Klaus Hermsen – ein hilfsbereiter Menschenfreund

Klaus Hermsen beim Besuch in Rumänien.
Klaus Hermsen beim Besuch in Rumänien.
Foto: privat
Der Horster Klaus Hermsen bemüht sich seit mehr als 40 Jahren um die Völkerverständigung mit Polen und Rumänien. Dafür erhielt er nun das Verdienstkreuz am Bande

Horst..  Es ist ein Bild der Menschlichkeit: Der Name des kleinen Mütterchens aus Rumänien ist uns nicht bekannt. Doch ihr freundliches Lächeln beweist: Sie fühlt sich wohl, geborgen. Aus dem Blick des Seniors, der schützend seinen Arm um ihre Schultern legt, spricht unendlich viel Güte, aber auch Zufriedenheit. Dieser nette Herr heißt Klaus Hermsen, geboren am 8. April 1942 in Horst. Ein Mann, für den Völkerverständigung nie ein großes Wort war – weil er sie lebt. Im Kleinen und schon seit über 40 Jahren; in Rumänien, aber vor allem auch in Polen. Dafür erhielt er nun das Verdienstkreuz am Bande.

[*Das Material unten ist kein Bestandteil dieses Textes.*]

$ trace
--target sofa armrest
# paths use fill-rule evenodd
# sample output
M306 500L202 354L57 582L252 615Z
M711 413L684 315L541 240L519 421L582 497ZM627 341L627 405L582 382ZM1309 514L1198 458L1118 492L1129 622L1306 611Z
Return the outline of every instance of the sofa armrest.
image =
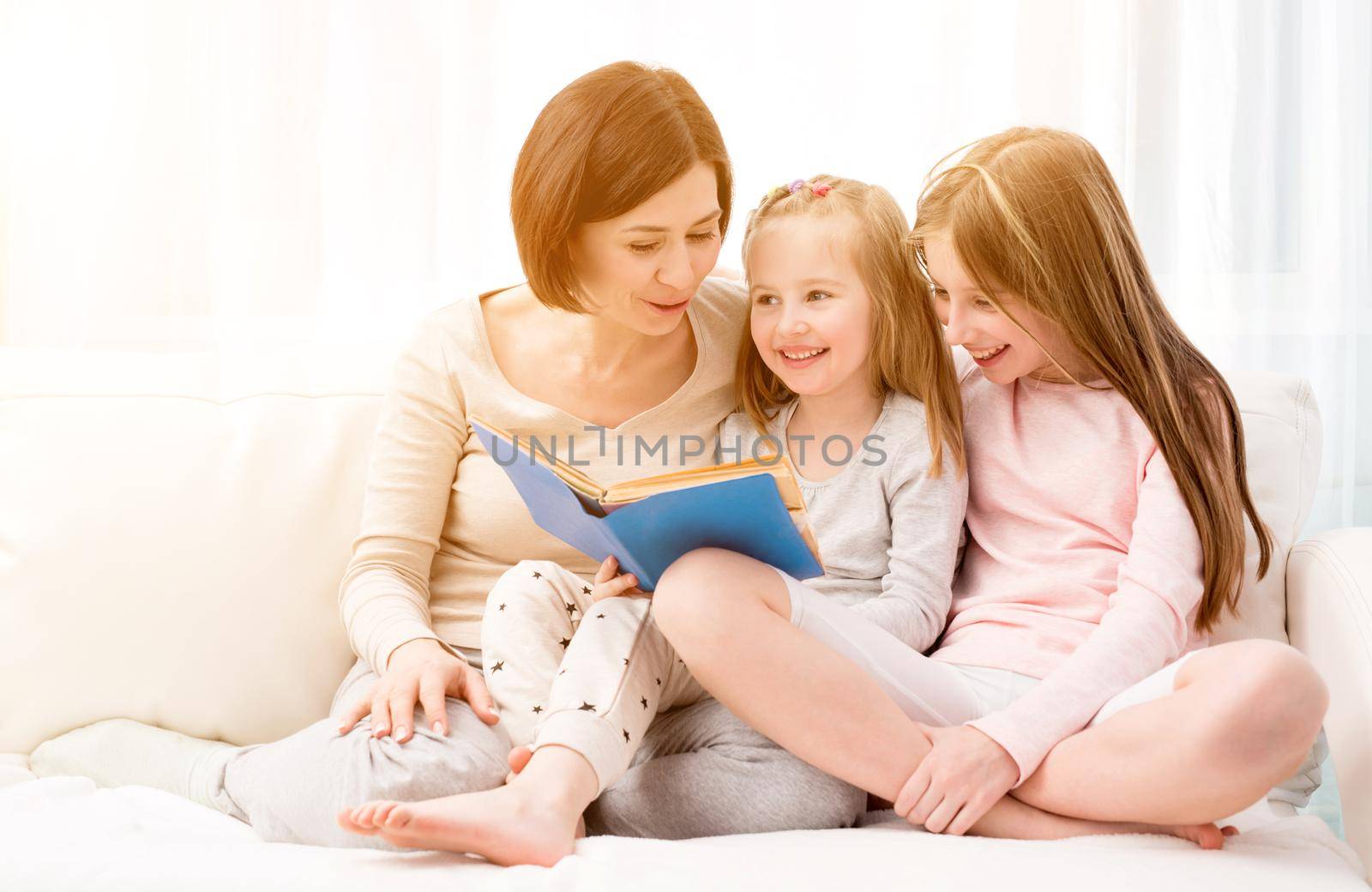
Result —
M1324 730L1349 844L1372 866L1372 527L1331 530L1287 557L1287 633L1329 688Z

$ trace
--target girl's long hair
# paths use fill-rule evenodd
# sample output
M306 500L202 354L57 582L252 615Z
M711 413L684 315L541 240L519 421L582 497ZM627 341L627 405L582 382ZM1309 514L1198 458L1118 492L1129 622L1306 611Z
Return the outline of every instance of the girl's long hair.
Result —
M1014 320L996 288L1058 324L1129 401L1200 535L1205 594L1195 624L1209 631L1225 608L1238 608L1246 521L1257 534L1259 578L1272 560L1229 386L1168 313L1120 189L1091 143L1014 128L965 148L936 165L919 198L911 242L922 268L927 273L925 243L948 239L1002 313Z
M822 174L807 184L794 192L772 189L749 213L744 233L744 268L748 268L753 242L775 220L851 218L853 229L845 247L852 251L858 274L871 298L871 357L867 364L871 392L881 397L886 391L897 391L923 402L929 475L941 473L945 457L962 473L966 457L958 373L952 353L943 340L938 317L929 303L929 284L919 272L900 204L886 189L858 180ZM814 187L829 187L827 193L819 195ZM766 430L778 408L796 398L763 362L748 333L738 350L737 382L738 402L759 431Z

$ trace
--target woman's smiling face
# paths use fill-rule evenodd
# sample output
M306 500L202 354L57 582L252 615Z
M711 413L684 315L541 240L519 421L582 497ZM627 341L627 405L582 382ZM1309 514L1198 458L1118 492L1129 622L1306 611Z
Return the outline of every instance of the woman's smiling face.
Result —
M582 224L572 266L601 316L645 335L670 333L719 258L715 169L700 162L646 202Z
M867 386L871 298L849 247L855 228L851 217L783 217L745 258L753 344L792 392Z

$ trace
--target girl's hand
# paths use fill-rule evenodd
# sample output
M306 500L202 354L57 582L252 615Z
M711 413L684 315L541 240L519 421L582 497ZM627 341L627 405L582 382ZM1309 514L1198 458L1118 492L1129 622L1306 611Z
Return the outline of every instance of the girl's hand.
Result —
M595 571L595 582L591 586L591 601L604 601L605 598L622 594L648 597L648 593L638 587L638 576L634 574L619 574L619 559L611 554L601 564L600 570Z
M962 836L1019 779L1004 747L969 725L921 725L933 749L896 797L896 814L930 833Z
M438 734L447 734L446 697L460 697L487 725L499 722L491 692L480 670L472 668L432 638L407 641L391 652L386 672L372 692L343 714L339 734L346 734L362 716L372 714L372 736L386 737L395 729L395 742L414 736L414 703Z

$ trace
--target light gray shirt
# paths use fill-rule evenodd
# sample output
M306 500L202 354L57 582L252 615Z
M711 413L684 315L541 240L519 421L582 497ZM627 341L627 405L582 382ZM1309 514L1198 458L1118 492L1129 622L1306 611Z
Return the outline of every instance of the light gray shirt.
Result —
M766 453L764 436L779 446L796 412L783 406L759 434L735 412L720 424L724 461ZM759 442L763 441L763 442ZM814 526L825 575L805 585L849 605L915 650L938 638L952 604L952 576L963 543L967 476L944 450L943 473L929 475L925 406L906 394L888 394L881 416L860 443L793 439L807 461L842 464L827 480L799 476L805 513ZM741 451L730 451L734 449Z

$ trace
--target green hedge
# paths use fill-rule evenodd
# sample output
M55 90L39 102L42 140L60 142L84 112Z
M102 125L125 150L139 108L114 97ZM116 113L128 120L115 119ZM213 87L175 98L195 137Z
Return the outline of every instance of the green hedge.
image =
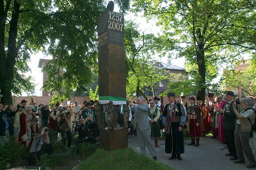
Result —
M130 148L109 152L99 149L77 166L76 170L174 169Z

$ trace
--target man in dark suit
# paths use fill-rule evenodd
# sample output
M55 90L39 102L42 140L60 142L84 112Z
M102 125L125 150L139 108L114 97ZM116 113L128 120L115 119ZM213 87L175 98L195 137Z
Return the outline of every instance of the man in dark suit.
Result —
M226 140L227 146L229 152L229 153L226 154L225 155L232 156L229 160L235 161L238 158L235 145L234 134L236 128L235 124L236 120L236 116L232 104L233 102L234 92L227 91L225 95L227 102L224 106L224 110L219 108L219 112L223 115L223 129Z
M140 152L143 155L146 154L145 144L146 145L152 157L156 161L155 148L150 138L150 127L148 117L148 105L144 103L144 100L142 97L138 97L136 100L136 104L130 102L129 105L131 107L131 111L134 113L134 126L137 132Z

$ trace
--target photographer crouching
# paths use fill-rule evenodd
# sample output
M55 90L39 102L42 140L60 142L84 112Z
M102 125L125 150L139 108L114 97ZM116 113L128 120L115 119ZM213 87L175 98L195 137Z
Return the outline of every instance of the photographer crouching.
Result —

Seinen Oberbürgermeister Reinhard Paß, der ihn nun auszeichnete, hat Klaus Hermsen zuvor nie persönlich kennengelernt, obwohl der Vater zweier Kinder bis zu seiner Pensionierung im Jahr 2004 im Amt für Bodenordnung und Tiefbau der Stadt Essen beschäftigt war. „Ins Rathaus habe ich es nie geschafft“, flachst Hermsen. Den Moment beim OB hat er dennoch genossen, weil „der so entspannt und locker war“, wie der Geehrte betont. Vielleicht war es ja auch Hermsens Humor, der das Eis brach. „Als ich den Orden näher betrachtete, musste ich schmunzeln. Steinhauer und Lück; die Lüdenscheider Firma stellt auch unsere Karnevalsorden her.“ Bei den Horster Rittern galt Hermsen als pointenreicher Büttenredner, der Willy Brandt ebenso im Repertoire hatte wie Strauß und Adenauer. „Vers, Reim und Jambus waren meine Stärke“, sagt er heute.

Diese Anekdote zeigt nur eine Facette von Klaus Hermsen, aber eine ganz wichtige. Er war und ist den Menschen seit jeher aufgeschlossen. Ein Tausendsassa ohne Berührungsängste, der Verantwortung übernimmt: im Beruf, als Lektor der Kirche St. Joseph und im Hohen Dom zu Essen, im Gemeinderat, als Leiter der Pfarrbücherei, als Schöffe beim Amtsgericht in Essen (1989 bis 2002) oder in der Kolpingsfamilie Horst, die er 40 Jahre lang führte. Dort organisierte er Kinderfeste und Bildungsreisen auch für Erwachsene, darf sich heute Ehrenvorsitzender nennen.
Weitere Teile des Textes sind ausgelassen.